Die Band – Geschichte


Die Geschichte des Blues beginnt in der afroamerikanischen Gesellschaft der USA Ende des 19. Jahrhunderts. Blues ist sowohl eine vokale als auch instrumentale Musikform und die Wurzel eines Großteils der populären nordamerikanischen Musik.
Jazz, Rock, Rock 'n' Roll und Soul sind nah mit dem Blues verwandt, der selbst in aktuellen Stilrichtungen wie Hip-Hop nachklingt.

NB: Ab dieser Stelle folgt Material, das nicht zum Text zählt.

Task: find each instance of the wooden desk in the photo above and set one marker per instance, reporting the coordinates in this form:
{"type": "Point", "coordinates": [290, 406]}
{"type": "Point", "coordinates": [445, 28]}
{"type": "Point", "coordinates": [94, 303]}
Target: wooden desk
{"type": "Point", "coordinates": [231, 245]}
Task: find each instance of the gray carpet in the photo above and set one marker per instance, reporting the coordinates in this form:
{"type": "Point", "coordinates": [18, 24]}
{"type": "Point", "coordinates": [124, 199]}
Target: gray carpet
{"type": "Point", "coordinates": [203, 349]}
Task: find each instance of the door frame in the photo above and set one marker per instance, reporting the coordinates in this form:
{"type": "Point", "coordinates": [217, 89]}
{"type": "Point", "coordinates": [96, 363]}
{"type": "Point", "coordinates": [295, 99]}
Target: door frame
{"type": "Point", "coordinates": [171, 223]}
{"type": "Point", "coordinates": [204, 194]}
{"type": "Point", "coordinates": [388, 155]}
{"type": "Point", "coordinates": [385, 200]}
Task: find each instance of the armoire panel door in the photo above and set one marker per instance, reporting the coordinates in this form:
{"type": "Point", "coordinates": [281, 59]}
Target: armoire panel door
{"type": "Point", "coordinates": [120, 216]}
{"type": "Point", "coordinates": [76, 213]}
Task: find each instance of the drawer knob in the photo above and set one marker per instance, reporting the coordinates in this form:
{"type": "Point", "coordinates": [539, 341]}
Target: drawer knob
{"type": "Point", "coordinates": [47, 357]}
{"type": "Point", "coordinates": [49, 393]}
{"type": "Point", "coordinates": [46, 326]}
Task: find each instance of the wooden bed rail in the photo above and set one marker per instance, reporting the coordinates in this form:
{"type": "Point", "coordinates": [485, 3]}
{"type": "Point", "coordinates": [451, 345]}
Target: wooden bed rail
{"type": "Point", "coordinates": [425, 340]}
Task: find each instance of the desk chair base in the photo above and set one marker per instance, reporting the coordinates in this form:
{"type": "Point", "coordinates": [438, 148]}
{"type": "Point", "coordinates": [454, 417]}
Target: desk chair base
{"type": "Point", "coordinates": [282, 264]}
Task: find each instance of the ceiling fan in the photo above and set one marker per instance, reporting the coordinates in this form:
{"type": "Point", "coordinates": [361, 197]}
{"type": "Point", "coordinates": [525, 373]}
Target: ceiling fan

Kaum ein Musikstil hat einen so hohen Wiedererkennungswert in Form, Feeling und Sound, wie der Blues. Als „Aufschrei der bedrängten Kreatur“ verleiht er den harten Realitäten des täglichen Lebens ein musikalisches Gesicht und die Möglichkeit, dem Leben wieder einen Sinn zu geben.

Blues ist Religion – Religion ist Blues.

Und so beginnt die Geschichte der SJ Blues Band im November 2006 mit dem Entschluss von Peter Kruse und Jörn Engler (damals Probst des Kirchenkreises Norderdithmarschen) in der St. Jürgen Kirche zu Heide zusammen mit Jochen Papke (Diakon und Regionsleiter KDA Westküste), Sönke Dwenger und Martin Stege einen Blues-Gottesdienst zu gestalten.
Die überaus positive Resonanz auf diesen, spornte die Herren an, ihr Blues-Projekt weiter zu entwickeln. Dafür vervollständigten sie im Frühjahr 2007 das Line-up. Die Band bekam mit Jörg Maaß, Rolf Eis (bis 2016) und Ralf-Thomas Knippenberg (Pastor der St. Christians Kirchengemeinde, Garding) musikalische Verstärkung und ihren Namen:

St. Jürgen Blues Band.

Sie erweitern ihr Programm stetig und treten immer häufiger sowohl in kirchlichem, wirtschaftlichem, gesellschaftlichem oder politischem Umfeld auf.

Spätestens seit der Dithmarschen-Party in Heide im Jahr 2007 ist die Band zur Kultformation avanciert.
Martin Stege steigt 2009 offiziell aus, unterstützt die Band bei Bedarf auch weiterhin.
Dafür wird Sebastian Schwarze-Wunderlich (Kirchenmusiker an der St. Jürgen in Heide und Leiter der Heider Kantorei) neues Bandmitglied.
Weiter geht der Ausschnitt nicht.